问题
Im trying to understand multiprocessing.Process class. I want to collect data asynchronously storing it somewhere. After having stored the data, it somehow gets lost. Here is my MWE:
from __future__ import print_function
import multiprocessing as mp
def append_test(tgt):
tgt.append(42)
print('Appended:', tgt)
l = []
p = mp.Process(target=lambda: append_test(l))
p.run()
print('l is', l)
p.start()
p.join()
print('l is', l)
If I'm running that snippet, I get
Appended: [42]
l is [42]
Appended: [42, 42]
l is [42]
As you can see, there is a difference between calling run and using start/join. It has nothing to do with the order (using run afterwards) - I've tried that. Can someone elaborate how the second 42 gets lost? It seems to be stored at some time? But at some other time its definetly not.
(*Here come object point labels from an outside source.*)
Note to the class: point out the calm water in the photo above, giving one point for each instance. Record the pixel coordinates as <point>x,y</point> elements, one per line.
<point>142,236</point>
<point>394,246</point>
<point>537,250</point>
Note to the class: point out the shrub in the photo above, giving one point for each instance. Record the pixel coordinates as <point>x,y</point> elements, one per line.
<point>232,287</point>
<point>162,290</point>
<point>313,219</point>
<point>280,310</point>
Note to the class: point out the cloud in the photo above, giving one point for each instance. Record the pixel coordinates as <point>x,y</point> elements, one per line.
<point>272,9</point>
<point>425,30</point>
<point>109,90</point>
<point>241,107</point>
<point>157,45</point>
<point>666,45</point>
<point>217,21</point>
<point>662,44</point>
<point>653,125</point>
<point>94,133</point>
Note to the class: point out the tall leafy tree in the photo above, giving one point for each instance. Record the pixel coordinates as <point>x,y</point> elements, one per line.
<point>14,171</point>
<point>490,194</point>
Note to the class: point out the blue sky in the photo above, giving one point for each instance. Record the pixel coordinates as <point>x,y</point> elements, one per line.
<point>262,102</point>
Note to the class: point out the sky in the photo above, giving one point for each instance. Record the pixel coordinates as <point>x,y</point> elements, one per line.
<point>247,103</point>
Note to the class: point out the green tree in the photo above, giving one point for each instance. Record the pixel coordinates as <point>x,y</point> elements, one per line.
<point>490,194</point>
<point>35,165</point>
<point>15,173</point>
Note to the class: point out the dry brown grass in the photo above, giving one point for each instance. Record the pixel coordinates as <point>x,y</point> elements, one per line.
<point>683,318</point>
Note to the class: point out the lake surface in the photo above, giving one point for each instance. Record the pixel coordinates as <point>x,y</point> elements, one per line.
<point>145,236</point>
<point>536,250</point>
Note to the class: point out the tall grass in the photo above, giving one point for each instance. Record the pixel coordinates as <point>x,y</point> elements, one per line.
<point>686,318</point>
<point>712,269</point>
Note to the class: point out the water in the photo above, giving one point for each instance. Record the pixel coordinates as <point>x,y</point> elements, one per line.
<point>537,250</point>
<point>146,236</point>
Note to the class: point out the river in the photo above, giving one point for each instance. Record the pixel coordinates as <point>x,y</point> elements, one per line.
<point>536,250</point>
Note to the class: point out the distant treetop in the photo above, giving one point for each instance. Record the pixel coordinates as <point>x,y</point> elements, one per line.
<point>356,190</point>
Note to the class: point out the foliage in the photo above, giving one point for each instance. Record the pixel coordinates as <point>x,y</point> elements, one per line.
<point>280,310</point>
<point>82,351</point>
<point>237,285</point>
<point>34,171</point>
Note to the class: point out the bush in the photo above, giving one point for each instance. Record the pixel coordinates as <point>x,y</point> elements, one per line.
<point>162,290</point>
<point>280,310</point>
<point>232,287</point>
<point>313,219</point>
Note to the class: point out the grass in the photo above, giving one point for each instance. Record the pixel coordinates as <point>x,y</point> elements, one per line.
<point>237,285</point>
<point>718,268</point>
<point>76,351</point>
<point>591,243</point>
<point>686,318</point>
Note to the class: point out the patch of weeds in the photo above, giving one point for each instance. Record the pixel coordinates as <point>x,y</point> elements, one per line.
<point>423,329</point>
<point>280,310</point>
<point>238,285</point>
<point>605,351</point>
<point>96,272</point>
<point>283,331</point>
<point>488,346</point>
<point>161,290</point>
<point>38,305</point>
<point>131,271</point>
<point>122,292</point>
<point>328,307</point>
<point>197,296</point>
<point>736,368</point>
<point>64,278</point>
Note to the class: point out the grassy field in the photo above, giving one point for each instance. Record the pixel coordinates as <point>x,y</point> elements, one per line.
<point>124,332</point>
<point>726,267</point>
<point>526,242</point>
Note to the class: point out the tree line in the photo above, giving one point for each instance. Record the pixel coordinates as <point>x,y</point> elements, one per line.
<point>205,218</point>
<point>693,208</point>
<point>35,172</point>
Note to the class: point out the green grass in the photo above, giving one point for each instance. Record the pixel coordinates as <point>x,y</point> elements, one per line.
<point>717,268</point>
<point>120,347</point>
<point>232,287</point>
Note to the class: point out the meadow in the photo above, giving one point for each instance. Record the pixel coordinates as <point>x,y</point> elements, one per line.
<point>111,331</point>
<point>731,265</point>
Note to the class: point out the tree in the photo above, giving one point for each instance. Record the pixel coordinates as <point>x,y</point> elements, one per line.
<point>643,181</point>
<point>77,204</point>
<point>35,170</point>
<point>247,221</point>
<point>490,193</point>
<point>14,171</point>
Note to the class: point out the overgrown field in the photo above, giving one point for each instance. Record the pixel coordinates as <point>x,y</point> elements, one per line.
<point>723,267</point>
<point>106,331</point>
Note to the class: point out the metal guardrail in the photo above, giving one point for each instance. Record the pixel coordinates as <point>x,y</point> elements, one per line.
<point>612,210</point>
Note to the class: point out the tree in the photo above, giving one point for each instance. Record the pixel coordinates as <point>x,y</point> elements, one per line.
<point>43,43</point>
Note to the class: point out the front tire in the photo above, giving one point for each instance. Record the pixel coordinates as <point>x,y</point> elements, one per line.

Just in case that could make any difference: I've tried python2.7 and python3.4, both with the exact same result described above.
Update: Apparently only start spawns a new process where run will be invoked afterwards. Then my actual problem translates to the following question: How do I pass l to the spawned process s.t. I can see the actual result?
Solution: The following example shows how to pass shared data safely to a Process:
from __future__ import print_function
import multiprocessing as mp
def append_test(tgt):
tgt.append(42)
print('Appended:', tgt)
m = mp.Manager()
l = m.list()
p = mp.Process(target=lambda: append_test(l))
p.start()
p.join()
print('l is', l)
Further reading: Multiprocessing Managers Documentation
回答1:
From Python: Essential Reference by Beazley:
p.run(): The method that runs when the process starts. By default, this invokes target that was passed to the Process constructor. ...
p.start(): Starts the process. This launches the subprocess that represents the process and invokes p.run() in that subprocess.
So, they are not meant to be doing the same thing. It looks to me like in this case, p.run() is being invoked for the ongoing process and p.start() calls p.run() in a new process with the original target that was passed to the constructor (in which l is [ ] still).
回答2:
Run executes the callable object that you target in multiprocessing. Start will call the run() method for the object.
From multiprocessing's documentation
run() Method representing the process’s activity.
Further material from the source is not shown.